Questions

Question 3.1

The UC Irvine Machine Learning Repository contains a data set related to glass identification. The data consist of 214 glass samples labeled as one of seven class categories. There are nine predictors, including the refractive index and percentages of eight elements: Na, Mg, Al, Si, K, Ca, Ba, and Fe.

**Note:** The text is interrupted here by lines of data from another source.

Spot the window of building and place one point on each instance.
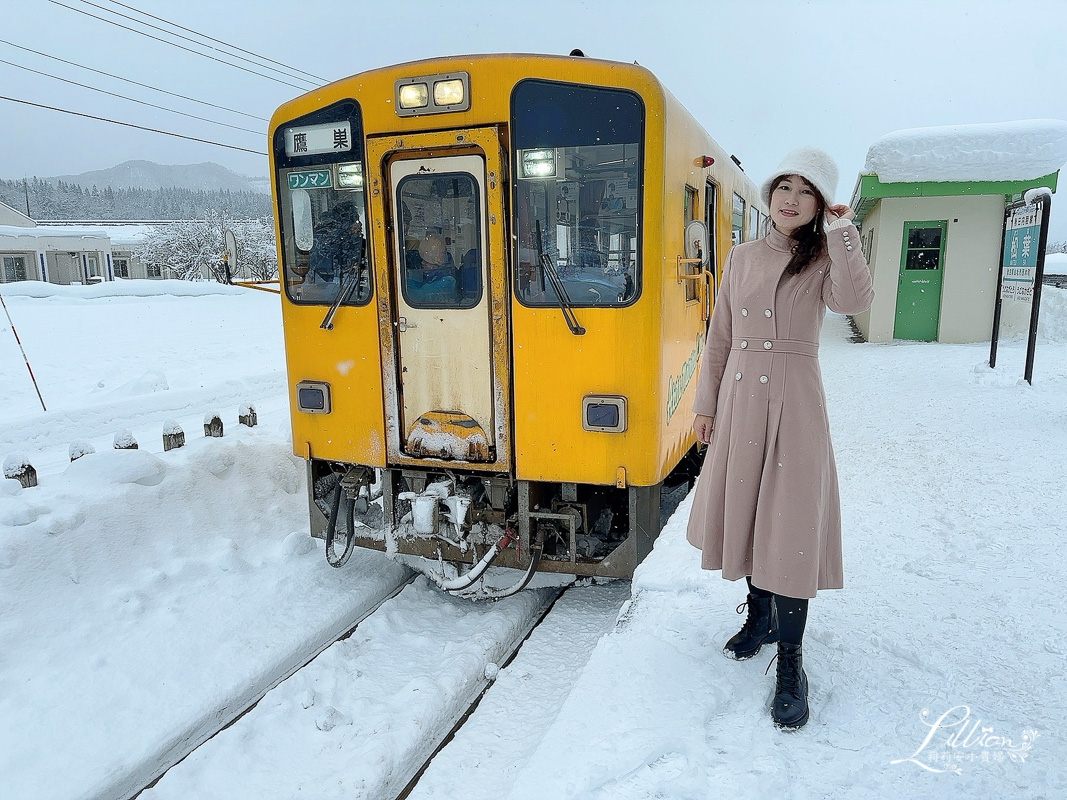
(14, 269)
(737, 220)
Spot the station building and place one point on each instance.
(929, 205)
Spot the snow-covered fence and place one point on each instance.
(16, 466)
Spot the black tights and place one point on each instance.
(792, 613)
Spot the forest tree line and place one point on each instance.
(63, 201)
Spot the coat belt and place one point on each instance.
(793, 347)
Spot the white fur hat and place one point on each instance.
(810, 163)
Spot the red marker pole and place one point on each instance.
(22, 352)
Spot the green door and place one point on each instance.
(919, 290)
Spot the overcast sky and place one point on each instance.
(762, 77)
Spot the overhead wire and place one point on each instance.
(286, 73)
(180, 47)
(131, 125)
(212, 38)
(130, 80)
(131, 99)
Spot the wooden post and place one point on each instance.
(247, 415)
(125, 441)
(16, 467)
(173, 435)
(80, 447)
(212, 426)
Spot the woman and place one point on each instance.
(766, 507)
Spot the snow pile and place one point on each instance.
(1016, 150)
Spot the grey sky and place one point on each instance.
(762, 77)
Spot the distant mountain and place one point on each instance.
(207, 176)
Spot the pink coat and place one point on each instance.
(766, 504)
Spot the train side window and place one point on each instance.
(737, 220)
(577, 193)
(689, 213)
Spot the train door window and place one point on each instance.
(14, 269)
(737, 220)
(442, 234)
(577, 196)
(711, 210)
(322, 207)
(689, 213)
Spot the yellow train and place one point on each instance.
(497, 273)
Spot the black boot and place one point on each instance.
(790, 708)
(760, 628)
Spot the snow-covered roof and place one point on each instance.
(1016, 150)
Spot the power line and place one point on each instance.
(191, 41)
(211, 38)
(130, 80)
(130, 125)
(131, 99)
(180, 47)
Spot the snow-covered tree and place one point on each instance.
(191, 251)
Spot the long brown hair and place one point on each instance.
(809, 242)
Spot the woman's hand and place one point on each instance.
(702, 427)
(840, 211)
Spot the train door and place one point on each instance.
(447, 271)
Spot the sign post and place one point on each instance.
(1022, 266)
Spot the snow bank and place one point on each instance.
(1016, 150)
(121, 287)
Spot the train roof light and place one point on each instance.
(448, 93)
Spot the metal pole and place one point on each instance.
(22, 352)
(997, 305)
(1035, 308)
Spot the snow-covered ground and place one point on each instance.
(143, 591)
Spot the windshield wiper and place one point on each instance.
(548, 268)
(348, 284)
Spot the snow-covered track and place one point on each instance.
(362, 719)
(207, 729)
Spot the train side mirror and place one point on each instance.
(696, 242)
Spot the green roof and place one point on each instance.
(870, 190)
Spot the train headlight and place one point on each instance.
(605, 413)
(414, 96)
(350, 176)
(313, 397)
(538, 163)
(448, 93)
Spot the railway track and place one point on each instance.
(368, 714)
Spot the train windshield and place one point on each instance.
(323, 209)
(577, 166)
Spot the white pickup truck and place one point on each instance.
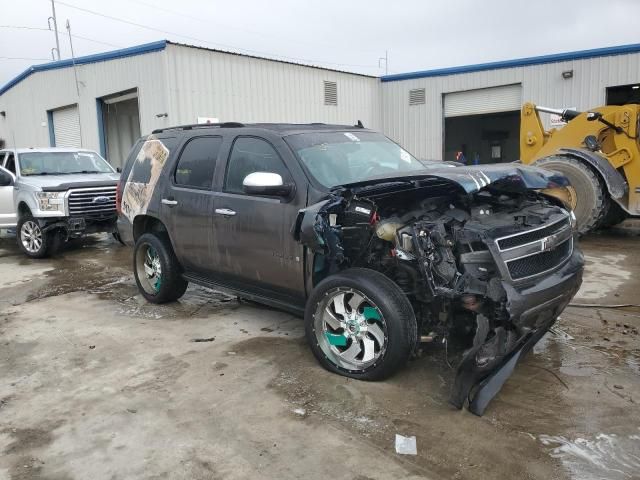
(52, 194)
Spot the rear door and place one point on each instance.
(186, 204)
(254, 248)
(8, 217)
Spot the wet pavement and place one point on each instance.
(99, 384)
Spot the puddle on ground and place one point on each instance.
(610, 456)
(606, 273)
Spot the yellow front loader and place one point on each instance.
(598, 150)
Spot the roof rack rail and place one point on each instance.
(200, 125)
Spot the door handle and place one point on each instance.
(225, 211)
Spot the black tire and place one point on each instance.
(168, 285)
(397, 314)
(614, 216)
(28, 228)
(116, 236)
(592, 198)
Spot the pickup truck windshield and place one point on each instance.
(338, 158)
(62, 163)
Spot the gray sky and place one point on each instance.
(347, 35)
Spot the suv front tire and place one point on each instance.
(157, 270)
(360, 324)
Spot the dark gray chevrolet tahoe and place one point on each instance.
(379, 250)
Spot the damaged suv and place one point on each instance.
(381, 252)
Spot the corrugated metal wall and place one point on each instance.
(238, 88)
(420, 128)
(27, 103)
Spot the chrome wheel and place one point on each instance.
(350, 329)
(149, 269)
(31, 236)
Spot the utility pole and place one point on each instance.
(55, 29)
(384, 59)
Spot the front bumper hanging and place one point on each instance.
(533, 311)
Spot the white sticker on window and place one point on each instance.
(351, 137)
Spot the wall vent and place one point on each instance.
(417, 96)
(330, 93)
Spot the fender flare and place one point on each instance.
(613, 179)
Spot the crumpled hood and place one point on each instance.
(63, 182)
(512, 177)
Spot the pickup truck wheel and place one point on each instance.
(359, 324)
(32, 240)
(157, 270)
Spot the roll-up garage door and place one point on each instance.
(66, 127)
(484, 100)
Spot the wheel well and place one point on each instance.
(145, 224)
(23, 209)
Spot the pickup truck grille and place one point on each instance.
(536, 251)
(98, 202)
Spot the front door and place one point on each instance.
(8, 217)
(187, 203)
(254, 246)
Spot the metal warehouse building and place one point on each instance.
(105, 101)
(121, 94)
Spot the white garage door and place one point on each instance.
(66, 127)
(483, 100)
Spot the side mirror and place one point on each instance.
(6, 178)
(267, 184)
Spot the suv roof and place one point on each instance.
(48, 149)
(280, 128)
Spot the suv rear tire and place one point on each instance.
(157, 270)
(33, 241)
(360, 324)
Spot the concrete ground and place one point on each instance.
(98, 384)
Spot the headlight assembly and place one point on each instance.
(50, 201)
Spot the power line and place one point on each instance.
(195, 39)
(22, 27)
(210, 22)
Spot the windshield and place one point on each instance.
(62, 163)
(338, 158)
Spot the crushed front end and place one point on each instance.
(496, 266)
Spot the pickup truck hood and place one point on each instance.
(512, 177)
(56, 183)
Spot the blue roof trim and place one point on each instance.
(519, 62)
(98, 57)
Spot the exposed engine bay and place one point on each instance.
(466, 261)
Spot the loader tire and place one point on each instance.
(591, 196)
(614, 216)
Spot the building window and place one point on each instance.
(330, 93)
(417, 96)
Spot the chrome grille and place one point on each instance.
(538, 250)
(533, 235)
(539, 262)
(97, 202)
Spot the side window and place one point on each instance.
(197, 162)
(250, 155)
(10, 163)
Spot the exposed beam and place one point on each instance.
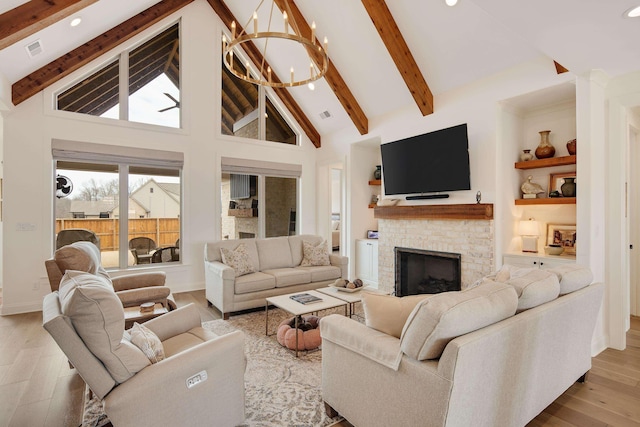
(559, 68)
(66, 64)
(333, 77)
(399, 51)
(32, 16)
(256, 57)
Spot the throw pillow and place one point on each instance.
(238, 259)
(388, 314)
(144, 338)
(315, 255)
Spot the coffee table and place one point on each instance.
(133, 314)
(351, 298)
(295, 308)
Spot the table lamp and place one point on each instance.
(528, 230)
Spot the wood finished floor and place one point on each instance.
(37, 388)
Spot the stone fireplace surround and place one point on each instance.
(472, 237)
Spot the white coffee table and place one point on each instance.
(295, 308)
(351, 298)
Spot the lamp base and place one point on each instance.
(530, 244)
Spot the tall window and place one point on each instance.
(152, 74)
(248, 111)
(132, 206)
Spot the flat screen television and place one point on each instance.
(430, 163)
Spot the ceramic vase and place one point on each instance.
(569, 187)
(545, 150)
(526, 156)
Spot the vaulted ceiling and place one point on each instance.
(385, 57)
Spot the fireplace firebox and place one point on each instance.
(420, 271)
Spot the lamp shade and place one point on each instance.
(528, 228)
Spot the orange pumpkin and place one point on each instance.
(307, 340)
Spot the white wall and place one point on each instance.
(30, 127)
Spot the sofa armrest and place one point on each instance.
(133, 297)
(175, 322)
(354, 336)
(139, 280)
(342, 262)
(158, 395)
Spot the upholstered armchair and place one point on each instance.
(169, 371)
(131, 289)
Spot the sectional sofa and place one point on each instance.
(275, 265)
(462, 358)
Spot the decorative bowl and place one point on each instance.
(553, 250)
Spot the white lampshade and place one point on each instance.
(528, 228)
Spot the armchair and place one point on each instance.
(131, 289)
(86, 320)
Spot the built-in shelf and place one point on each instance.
(547, 201)
(545, 163)
(467, 211)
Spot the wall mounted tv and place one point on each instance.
(430, 163)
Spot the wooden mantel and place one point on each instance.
(477, 211)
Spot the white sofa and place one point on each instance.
(276, 262)
(503, 374)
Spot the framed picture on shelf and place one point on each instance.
(564, 235)
(557, 179)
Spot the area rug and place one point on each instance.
(280, 389)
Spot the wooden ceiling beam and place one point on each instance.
(333, 77)
(44, 77)
(399, 51)
(29, 18)
(256, 57)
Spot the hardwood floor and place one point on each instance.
(37, 388)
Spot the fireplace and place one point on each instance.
(420, 271)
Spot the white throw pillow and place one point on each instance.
(238, 259)
(144, 338)
(388, 314)
(315, 255)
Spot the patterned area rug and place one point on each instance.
(281, 390)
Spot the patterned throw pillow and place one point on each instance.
(315, 255)
(144, 338)
(238, 259)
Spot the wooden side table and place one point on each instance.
(133, 314)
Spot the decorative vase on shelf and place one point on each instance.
(545, 150)
(569, 187)
(526, 156)
(377, 174)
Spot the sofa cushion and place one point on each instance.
(533, 286)
(322, 273)
(144, 338)
(289, 276)
(80, 256)
(387, 313)
(238, 259)
(314, 255)
(572, 277)
(295, 243)
(274, 252)
(437, 320)
(97, 315)
(212, 250)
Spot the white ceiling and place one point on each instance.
(452, 46)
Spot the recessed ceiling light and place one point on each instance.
(633, 12)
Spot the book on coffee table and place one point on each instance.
(305, 298)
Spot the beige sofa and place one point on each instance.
(442, 372)
(276, 262)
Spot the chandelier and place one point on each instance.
(316, 53)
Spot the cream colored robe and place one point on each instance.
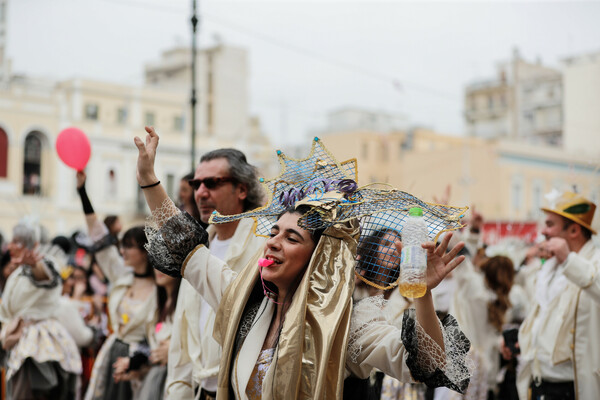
(572, 328)
(191, 357)
(43, 337)
(380, 343)
(121, 278)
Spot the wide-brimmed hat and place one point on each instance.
(574, 207)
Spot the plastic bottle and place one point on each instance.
(413, 260)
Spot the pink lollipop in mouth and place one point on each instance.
(264, 262)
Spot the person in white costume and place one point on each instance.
(560, 349)
(223, 181)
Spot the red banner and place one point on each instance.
(493, 232)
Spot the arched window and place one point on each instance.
(32, 163)
(3, 154)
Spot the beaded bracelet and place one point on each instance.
(151, 185)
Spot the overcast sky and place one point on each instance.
(308, 58)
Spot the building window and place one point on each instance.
(537, 196)
(32, 165)
(178, 123)
(149, 119)
(122, 115)
(91, 111)
(3, 154)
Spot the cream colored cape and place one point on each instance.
(191, 357)
(572, 328)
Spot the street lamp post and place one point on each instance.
(193, 98)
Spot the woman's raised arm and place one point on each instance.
(155, 194)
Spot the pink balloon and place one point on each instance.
(73, 148)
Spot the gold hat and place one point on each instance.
(574, 207)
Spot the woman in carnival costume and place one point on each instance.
(43, 360)
(132, 301)
(286, 322)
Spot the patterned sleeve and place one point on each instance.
(172, 235)
(426, 360)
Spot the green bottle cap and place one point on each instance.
(415, 212)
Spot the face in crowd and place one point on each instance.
(290, 247)
(217, 189)
(555, 226)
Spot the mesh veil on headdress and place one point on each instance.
(330, 187)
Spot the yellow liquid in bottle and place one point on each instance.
(412, 290)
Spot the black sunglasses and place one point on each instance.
(210, 183)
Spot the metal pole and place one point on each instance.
(193, 98)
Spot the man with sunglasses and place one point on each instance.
(559, 342)
(223, 181)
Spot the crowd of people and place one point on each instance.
(184, 309)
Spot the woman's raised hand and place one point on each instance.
(440, 263)
(147, 153)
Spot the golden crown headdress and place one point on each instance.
(330, 188)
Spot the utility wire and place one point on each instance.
(397, 83)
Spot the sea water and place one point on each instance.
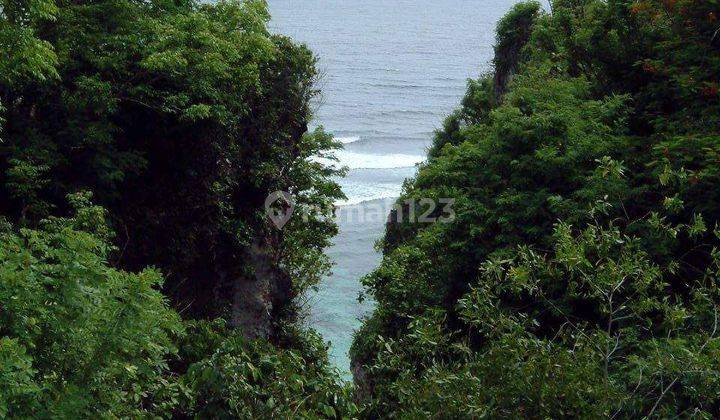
(392, 70)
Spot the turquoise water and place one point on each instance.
(392, 70)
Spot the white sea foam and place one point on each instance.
(347, 140)
(354, 160)
(360, 193)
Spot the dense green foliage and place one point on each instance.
(80, 339)
(180, 117)
(580, 276)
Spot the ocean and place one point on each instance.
(392, 70)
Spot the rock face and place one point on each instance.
(257, 299)
(513, 34)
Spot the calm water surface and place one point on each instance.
(392, 70)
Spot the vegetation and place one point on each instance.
(180, 117)
(580, 276)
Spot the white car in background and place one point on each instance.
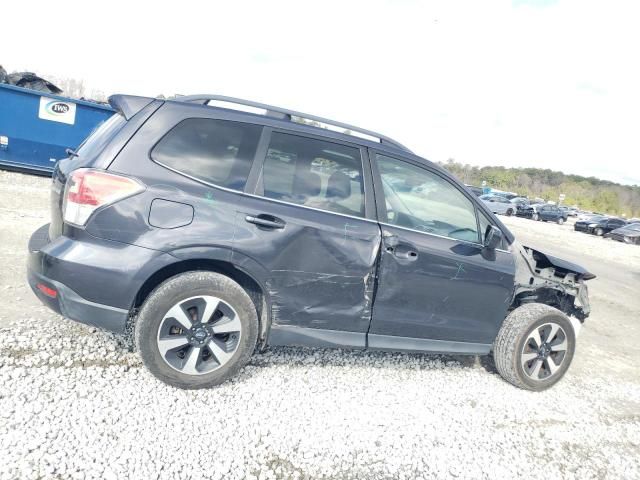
(498, 204)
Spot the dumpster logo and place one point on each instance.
(57, 111)
(58, 108)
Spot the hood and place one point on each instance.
(544, 260)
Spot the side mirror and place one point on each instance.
(492, 237)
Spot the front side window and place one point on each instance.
(215, 151)
(314, 173)
(422, 200)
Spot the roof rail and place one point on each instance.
(286, 114)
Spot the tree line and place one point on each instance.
(588, 193)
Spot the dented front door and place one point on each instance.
(437, 283)
(449, 290)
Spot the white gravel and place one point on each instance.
(74, 403)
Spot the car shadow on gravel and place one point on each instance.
(300, 356)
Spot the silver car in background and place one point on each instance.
(498, 204)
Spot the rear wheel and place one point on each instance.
(534, 347)
(196, 330)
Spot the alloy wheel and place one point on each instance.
(199, 335)
(544, 351)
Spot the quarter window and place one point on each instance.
(314, 173)
(422, 200)
(215, 151)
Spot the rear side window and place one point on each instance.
(314, 173)
(100, 137)
(215, 151)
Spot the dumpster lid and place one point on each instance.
(129, 105)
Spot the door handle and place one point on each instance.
(390, 240)
(410, 255)
(262, 221)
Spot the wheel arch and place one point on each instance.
(254, 285)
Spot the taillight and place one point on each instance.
(87, 190)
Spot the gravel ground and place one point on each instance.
(74, 403)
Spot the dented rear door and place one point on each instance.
(312, 226)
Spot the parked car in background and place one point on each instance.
(628, 234)
(520, 202)
(600, 226)
(498, 204)
(543, 212)
(570, 211)
(584, 220)
(584, 216)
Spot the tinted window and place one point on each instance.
(314, 173)
(216, 151)
(101, 136)
(421, 200)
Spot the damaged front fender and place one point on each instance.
(550, 280)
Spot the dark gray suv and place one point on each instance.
(212, 232)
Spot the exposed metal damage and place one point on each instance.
(545, 279)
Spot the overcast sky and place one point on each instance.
(550, 84)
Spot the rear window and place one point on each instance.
(215, 151)
(101, 136)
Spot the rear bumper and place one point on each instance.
(90, 280)
(70, 305)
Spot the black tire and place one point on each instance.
(509, 346)
(180, 288)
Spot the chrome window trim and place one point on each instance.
(261, 197)
(240, 192)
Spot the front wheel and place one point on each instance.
(534, 347)
(196, 330)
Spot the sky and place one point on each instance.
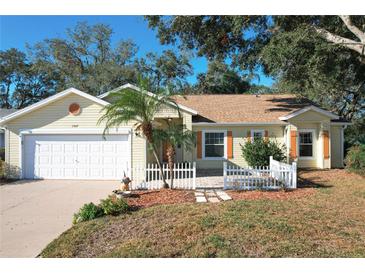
(16, 31)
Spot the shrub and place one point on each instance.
(258, 152)
(355, 159)
(114, 205)
(88, 212)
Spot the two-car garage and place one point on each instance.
(75, 156)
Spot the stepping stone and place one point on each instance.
(224, 196)
(201, 199)
(213, 200)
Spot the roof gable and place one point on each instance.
(133, 87)
(246, 108)
(49, 100)
(299, 112)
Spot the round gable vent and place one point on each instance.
(74, 109)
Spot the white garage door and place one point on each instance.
(76, 156)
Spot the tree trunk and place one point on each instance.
(170, 160)
(154, 151)
(147, 131)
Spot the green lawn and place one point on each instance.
(328, 223)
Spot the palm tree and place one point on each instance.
(174, 135)
(140, 106)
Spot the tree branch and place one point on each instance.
(339, 40)
(355, 30)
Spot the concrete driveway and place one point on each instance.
(33, 213)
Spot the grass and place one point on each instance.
(328, 223)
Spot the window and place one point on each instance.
(306, 144)
(214, 144)
(257, 134)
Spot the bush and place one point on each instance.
(355, 159)
(88, 212)
(258, 152)
(114, 205)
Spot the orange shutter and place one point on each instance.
(326, 144)
(293, 144)
(229, 145)
(199, 145)
(249, 136)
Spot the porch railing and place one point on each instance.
(149, 177)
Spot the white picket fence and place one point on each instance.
(149, 177)
(275, 176)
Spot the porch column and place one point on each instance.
(324, 145)
(187, 121)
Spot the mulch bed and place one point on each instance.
(148, 198)
(270, 194)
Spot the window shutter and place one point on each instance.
(199, 145)
(229, 145)
(293, 144)
(326, 144)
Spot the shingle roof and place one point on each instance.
(242, 108)
(5, 111)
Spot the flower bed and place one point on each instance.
(148, 198)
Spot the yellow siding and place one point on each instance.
(336, 147)
(55, 115)
(239, 134)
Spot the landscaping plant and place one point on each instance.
(114, 205)
(258, 152)
(87, 212)
(355, 159)
(130, 105)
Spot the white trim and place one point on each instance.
(50, 100)
(262, 131)
(313, 131)
(305, 109)
(60, 131)
(133, 87)
(224, 149)
(72, 131)
(342, 145)
(239, 124)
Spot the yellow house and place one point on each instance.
(60, 138)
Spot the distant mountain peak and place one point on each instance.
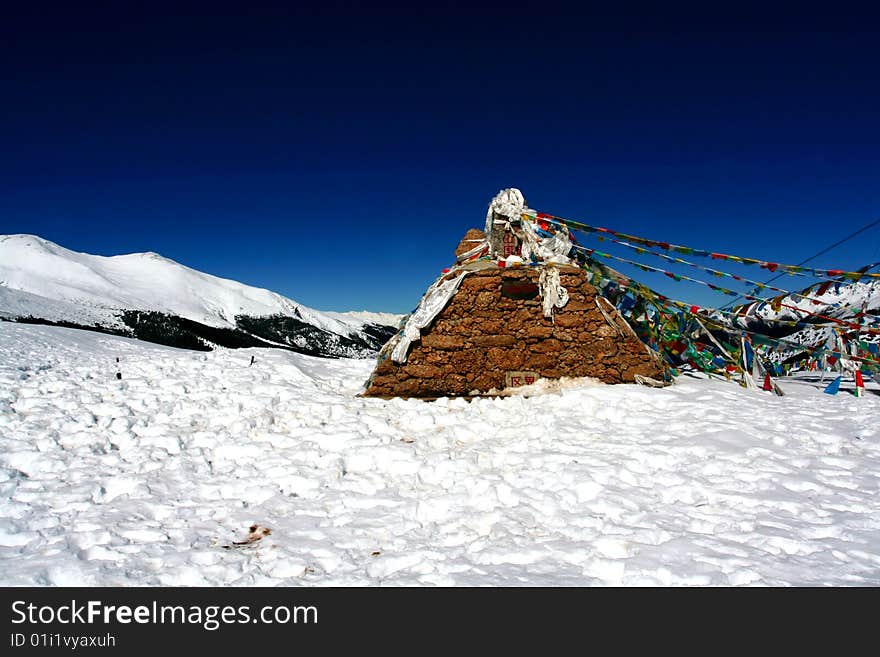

  1. Using visualizations, explore the predictor variables to understand their distributions as well as the relationships between predictors.
Glass %>%
  gather(key='predictor', value='response', -Type) %>%
  ggplot(aes(response, fill=Type)) +
  geom_histogram(bins=20) +
  facet_wrap(~predictor, scales='free') +
  labs(x='', y='') +
  scale_x_continuous(expand=c(0.02, 0.02, 0.02, 0.02)) +
  scale_y_continuous(expand=c(0, 0, 0.05, 0.05)) +
  scale_fill_brewer(palette='Set1') + 
  theme_bw()

The 9 predictors differ greatly. Predictors like Al, Na and Mg appear to have strong predictive value. From the distributions we can see that there is some segregation by type based on the value of that predictor. This indicates that the predictor may aid in creating a model. Conversly, predictors like Ba and Fe have such a small range of values that it is unclear whether they can even be used to build a model. In both cases more than 90% of all observations are essentially 0. Other predictors have a more normal distribution, and may be of some use as well. The predictors values may need to scaled as they are mesaured on greatly different scales.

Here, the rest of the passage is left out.